I love to travel. I have from as far back as I can remember. One of my favorite poems as a child was, Monday’s child is fair of face, Tuesday’s child is full of grace, Wednesday’s child is full of woe, Thursday’s child has far to go…
I was born on a Thursday. I had my mother read this poem over and over to me. Even then I loved our family trips. Each summer my mother insisted we travel, something uncommon for many farm families at that time. I remember being hungry for the sight of a body of water that you could not see across (and that was Lake Michigan, when I was 9) and a mountain, which was the Smokies, when I was 11 (and the sight frightened me. What if it fell?)
When I was 21, my mother gave me a porcelain figurine of Thursday’s child holding a back pack and a sign, “This child has far to go.” It was not long after this that I packed my car with every possession I owned and moved to California. I drove through the Rockies, the western most known place in my world and drove on through the high country of western Colorado, the salt flats of Utah, into the blue plains of Nevada. By the time I reached the red soils of the Sierra, and descended into the Valley and on to the coastal range of northern California, my soul had embraced the West and I knew I could never move back.

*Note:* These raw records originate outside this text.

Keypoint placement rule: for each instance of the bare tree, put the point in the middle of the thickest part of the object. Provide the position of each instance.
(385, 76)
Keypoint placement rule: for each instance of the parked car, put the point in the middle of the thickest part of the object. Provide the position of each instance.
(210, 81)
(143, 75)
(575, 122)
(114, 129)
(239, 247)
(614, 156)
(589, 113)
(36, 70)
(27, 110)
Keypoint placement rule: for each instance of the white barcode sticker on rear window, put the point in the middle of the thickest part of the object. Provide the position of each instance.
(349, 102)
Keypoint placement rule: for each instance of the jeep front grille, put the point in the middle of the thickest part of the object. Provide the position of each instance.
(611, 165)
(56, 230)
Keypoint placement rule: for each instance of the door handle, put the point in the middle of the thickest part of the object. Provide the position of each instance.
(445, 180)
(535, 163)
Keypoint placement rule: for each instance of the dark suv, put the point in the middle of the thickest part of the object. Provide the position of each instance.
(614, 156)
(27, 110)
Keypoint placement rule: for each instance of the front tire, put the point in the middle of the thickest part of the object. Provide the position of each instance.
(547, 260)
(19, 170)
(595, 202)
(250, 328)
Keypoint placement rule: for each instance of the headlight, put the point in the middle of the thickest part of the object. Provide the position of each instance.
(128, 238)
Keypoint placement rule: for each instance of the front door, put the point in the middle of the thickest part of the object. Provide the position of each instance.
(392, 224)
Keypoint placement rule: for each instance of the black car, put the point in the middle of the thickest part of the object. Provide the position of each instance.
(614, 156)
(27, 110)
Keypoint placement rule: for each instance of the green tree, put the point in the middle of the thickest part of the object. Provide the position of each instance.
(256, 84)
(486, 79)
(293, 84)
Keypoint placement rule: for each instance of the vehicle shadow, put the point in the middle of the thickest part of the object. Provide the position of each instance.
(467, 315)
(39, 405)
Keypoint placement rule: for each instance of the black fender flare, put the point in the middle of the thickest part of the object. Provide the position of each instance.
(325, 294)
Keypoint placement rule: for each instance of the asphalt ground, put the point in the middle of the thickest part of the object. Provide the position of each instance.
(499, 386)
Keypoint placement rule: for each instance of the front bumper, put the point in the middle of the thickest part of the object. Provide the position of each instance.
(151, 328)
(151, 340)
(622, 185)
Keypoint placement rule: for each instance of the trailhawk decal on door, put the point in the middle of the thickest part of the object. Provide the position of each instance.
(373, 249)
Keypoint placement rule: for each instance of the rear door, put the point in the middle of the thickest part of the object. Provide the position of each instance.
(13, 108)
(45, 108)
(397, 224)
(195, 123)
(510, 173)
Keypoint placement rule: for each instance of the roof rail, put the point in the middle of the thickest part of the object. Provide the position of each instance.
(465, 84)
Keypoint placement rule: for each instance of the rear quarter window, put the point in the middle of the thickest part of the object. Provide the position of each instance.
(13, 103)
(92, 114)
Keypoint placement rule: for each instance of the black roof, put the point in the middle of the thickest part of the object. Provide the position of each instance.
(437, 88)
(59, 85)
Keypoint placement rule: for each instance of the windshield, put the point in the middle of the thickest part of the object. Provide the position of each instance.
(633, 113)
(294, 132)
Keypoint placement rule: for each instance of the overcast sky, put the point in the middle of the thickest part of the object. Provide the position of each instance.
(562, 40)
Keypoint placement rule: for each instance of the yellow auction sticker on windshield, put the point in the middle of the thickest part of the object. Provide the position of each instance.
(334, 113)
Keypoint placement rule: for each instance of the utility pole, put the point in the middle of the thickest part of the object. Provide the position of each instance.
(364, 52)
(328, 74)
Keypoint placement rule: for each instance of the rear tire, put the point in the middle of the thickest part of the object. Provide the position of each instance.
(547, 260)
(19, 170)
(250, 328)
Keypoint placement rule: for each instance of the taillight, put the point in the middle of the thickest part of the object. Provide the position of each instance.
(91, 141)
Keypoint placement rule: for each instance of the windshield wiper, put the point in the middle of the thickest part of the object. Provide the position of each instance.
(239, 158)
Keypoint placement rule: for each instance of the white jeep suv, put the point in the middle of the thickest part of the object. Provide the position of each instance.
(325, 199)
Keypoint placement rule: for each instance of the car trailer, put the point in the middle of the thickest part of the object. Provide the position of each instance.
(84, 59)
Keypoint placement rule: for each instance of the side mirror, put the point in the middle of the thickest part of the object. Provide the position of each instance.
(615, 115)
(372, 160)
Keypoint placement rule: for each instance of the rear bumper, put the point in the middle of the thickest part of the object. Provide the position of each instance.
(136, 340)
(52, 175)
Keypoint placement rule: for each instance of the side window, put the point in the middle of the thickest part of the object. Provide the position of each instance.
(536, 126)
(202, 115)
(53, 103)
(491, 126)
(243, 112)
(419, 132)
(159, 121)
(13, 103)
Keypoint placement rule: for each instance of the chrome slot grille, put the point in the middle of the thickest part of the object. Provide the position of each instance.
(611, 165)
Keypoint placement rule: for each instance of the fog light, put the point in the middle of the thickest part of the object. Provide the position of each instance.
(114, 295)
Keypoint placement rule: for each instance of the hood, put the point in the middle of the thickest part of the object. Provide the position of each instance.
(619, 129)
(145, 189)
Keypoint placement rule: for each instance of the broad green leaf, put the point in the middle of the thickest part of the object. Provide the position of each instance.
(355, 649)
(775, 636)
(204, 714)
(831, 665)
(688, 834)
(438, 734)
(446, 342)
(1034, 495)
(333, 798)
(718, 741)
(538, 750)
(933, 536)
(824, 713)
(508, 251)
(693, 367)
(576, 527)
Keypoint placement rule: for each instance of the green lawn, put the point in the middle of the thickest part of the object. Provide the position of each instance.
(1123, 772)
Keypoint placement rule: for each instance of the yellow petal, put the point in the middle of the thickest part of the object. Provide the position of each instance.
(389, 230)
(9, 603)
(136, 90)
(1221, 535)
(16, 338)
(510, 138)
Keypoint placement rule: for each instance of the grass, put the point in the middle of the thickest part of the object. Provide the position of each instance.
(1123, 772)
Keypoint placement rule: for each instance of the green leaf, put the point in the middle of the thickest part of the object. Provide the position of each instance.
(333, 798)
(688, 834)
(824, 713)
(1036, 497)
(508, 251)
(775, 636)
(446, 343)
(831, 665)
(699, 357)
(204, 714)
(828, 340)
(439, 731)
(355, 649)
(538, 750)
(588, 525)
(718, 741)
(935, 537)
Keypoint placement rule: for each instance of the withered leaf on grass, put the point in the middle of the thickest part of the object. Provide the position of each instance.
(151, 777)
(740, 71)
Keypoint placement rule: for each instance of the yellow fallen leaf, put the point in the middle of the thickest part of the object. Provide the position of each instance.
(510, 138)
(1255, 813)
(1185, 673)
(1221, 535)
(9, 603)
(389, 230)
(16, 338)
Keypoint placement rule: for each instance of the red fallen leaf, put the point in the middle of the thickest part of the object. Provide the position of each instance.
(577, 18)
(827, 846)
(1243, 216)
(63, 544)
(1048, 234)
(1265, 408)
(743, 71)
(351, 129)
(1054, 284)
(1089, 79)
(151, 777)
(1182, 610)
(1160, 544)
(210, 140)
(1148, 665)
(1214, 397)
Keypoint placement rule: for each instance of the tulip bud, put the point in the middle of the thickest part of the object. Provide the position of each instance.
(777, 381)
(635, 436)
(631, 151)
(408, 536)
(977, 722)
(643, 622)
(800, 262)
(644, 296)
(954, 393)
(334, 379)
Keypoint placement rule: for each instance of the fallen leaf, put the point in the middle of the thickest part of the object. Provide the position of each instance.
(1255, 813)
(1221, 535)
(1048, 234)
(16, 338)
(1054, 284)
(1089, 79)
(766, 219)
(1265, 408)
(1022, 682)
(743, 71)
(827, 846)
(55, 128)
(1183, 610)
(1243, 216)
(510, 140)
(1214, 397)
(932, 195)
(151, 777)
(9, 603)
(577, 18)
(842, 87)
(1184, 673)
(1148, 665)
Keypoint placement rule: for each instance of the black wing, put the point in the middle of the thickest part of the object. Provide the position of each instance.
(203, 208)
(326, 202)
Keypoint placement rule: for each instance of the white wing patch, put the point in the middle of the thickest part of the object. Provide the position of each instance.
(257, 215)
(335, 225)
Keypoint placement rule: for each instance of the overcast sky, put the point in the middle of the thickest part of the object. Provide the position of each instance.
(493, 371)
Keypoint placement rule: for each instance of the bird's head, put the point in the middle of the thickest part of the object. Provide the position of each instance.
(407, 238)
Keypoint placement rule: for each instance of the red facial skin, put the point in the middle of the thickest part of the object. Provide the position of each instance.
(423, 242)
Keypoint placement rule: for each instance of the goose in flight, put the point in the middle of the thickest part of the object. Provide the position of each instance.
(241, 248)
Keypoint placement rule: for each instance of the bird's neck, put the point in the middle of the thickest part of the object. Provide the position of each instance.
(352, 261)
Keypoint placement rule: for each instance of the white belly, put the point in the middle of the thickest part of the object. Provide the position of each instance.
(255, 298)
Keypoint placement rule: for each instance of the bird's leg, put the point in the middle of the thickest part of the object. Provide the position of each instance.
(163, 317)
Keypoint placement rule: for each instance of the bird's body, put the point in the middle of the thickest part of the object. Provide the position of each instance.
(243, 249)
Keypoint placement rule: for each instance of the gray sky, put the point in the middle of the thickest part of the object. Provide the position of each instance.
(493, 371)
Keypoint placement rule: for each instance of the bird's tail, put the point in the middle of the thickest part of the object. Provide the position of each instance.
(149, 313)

But I also continue to crave travel. It is as if, as rooted as my soul is in the soil of our ranch, it requires the larger perspective of where we are on the planet. I count visitations like beads on a rosary: the first time we flew over Spain and on into Rome, the first time we flew over the pole and saw the midnight sun illuminating snowy mountains of Greenland, the first time I saw the isle of Ireland from the air! I am continually feeling a place in comparison with that upon which I live.
And yet I have to question this passion of mine to experience the totality of our planet. What is the impact of travel on our climate? High altitude flying produces carbon emissions that are profoundly impacting our atmosphere and contributing big time to climate change. Train travel is much more planet friendly, producing about 1% of the carbon emissions of airline travel.
What is this compulsion to see the world? Again, I return to childhood: my mother’s family lived in the city. Her father was a successful commercial artist, and her family traveled whenever possible, traveling by train from central Illinois to the West Coast shortly after the First World War, driving to the top of Pike’s Peak when the road first made it accessible by Model T, and thoroughly exploring Appalachia with my then young mother. On the other hand, my father’s family farmed. His mother left the state of Illinois twice, once to visit her grandmother in Ohio when she was in her late teens, and once to Missouri when I was a young girl. Both times she became so homesick she never wanted to leave the state, and probably, our Macon County! again.
I have an image as a two or three year old child of standing between both my grandmothers and holding them by their skirts. Probably I was being doted upon! I remember saying, “Two Mee-maws!” It is a memory I carry to this day. I was a bridge between my mother and father, between the city and the country, between loving travel and loving homeland.
In Napa County, California, we are becoming as overrun by tourists whose primary draw is said to be the beauty of the Valley as we are by dependence on their dollars. Focus has become how to draw even more tourists, and to extract as much money from them as possible. In the next blogs I will focus on this phenomenon which is occurring worldwide: a transition into a tourist economy. It is a trend that undermines the integrity of community, making it difficult or impossible for the children of locals and service providers to afford to live in the community. As venture capitalists move in and wealthy families buy up attractive land for second homes, inflating property values, the social and ecological health of the community suffers. It becomes less about community and more about profit.
I am well aware of my contribution to this tourist economy in my travels, whether that be in Ireland or Spain, in San Francisco or even in my home of Napa County. But how do we work to support healthy economies and social structures in such places that others also want to experience? What is it we are really searching for as tourists? And how do we balance that with the health of the community and the land under our feet?